Chapter 7: Salvation and the Afterlife
Walton argues that salvation in the Hebrew Bible does not relate to forgiveness of sin. Perhaps, but the Hebrew Bible does seem to stress divine forgiveness of sin a lot. Walton also argues that the concepts of people going to heaven and hell and a general resurrection of the dead are absent from the Hebrew Bible. His discussion of passages that have been applied to these concepts was good. Unfortunately, as far as I can see, he does not engage passages in the Hebrew Bible about people being gathered to their fathers when they die. Within scholarship, such passages have been considered relevant to the question of whether the Hebrew Bible depicts a rigorous conception of the afterlife.
Conclusions
What was particularly interesting in this chapter was Walton’s discussion of the Holy Spirit. Walton argues that the Holy Spirit in the Hebrew Bible was not a personal being but rather God’s power.
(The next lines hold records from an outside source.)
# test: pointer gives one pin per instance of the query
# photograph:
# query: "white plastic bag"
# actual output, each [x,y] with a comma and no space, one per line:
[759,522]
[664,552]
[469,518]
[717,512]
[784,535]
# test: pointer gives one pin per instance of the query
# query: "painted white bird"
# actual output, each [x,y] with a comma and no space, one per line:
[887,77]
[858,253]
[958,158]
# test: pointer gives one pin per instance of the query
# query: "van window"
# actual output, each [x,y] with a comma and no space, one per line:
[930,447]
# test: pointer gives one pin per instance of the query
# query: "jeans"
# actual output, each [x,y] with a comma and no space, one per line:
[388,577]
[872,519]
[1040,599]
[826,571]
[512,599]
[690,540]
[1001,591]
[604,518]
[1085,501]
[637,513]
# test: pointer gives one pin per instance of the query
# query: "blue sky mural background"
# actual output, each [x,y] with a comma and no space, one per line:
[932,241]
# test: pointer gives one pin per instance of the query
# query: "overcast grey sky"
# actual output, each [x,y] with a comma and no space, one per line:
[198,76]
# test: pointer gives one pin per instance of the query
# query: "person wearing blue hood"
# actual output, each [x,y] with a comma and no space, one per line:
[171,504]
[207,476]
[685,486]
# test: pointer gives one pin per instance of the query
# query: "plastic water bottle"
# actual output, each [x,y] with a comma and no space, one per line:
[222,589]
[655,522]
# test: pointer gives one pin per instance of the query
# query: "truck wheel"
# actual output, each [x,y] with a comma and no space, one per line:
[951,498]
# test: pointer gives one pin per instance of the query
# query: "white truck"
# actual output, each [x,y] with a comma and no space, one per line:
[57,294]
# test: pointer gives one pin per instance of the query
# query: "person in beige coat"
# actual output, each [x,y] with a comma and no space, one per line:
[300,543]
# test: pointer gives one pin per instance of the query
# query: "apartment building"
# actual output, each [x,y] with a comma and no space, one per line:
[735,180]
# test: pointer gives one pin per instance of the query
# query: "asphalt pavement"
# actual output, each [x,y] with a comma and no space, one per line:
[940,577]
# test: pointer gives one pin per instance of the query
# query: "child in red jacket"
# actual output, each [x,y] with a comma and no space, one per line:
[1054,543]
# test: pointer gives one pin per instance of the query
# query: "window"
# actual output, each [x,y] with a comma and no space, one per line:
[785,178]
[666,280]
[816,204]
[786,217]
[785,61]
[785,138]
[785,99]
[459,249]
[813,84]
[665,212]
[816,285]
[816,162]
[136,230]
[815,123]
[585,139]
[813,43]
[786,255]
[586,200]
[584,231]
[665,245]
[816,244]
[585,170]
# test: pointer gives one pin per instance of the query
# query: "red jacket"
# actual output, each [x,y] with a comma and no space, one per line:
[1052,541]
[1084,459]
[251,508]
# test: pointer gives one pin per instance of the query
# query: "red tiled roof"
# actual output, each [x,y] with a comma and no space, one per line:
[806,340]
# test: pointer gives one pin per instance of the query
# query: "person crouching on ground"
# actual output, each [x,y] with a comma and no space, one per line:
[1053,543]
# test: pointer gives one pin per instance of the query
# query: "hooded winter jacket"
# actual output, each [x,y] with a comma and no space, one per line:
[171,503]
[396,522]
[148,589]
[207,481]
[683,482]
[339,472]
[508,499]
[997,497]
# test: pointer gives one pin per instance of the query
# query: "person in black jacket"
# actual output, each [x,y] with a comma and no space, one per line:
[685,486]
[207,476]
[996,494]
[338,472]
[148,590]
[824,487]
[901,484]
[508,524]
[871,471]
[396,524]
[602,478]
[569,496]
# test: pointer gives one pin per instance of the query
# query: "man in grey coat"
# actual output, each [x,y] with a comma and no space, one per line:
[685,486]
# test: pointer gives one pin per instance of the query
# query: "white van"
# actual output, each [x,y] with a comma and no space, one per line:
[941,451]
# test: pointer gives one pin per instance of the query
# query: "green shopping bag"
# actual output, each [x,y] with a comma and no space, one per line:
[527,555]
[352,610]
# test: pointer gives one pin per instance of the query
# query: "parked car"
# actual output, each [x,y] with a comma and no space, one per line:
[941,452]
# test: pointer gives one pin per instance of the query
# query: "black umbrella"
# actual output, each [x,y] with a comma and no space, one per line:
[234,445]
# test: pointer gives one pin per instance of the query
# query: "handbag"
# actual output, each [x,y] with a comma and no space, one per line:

That stood out to me, as I was raised in a church (Armstrongism) that taught this. What is interesting, though, is that Walton argues that New Testament and Christian conceptions of the Holy Spirit—-as a personal being or one who indwells people—-are similar to ancient Near Eastern theological conceptions. Walton was not clear about where he was going with this, but it was an intriguing observation.
This book is informative and lucid. Obviously, I have some concerns, but it would make an excellent introduction to the Hebrew Bible for students, as well as a reference book for both scholars and people interested in the Bible.
I received a complimentary copy of this book from the publisher. My review is honest.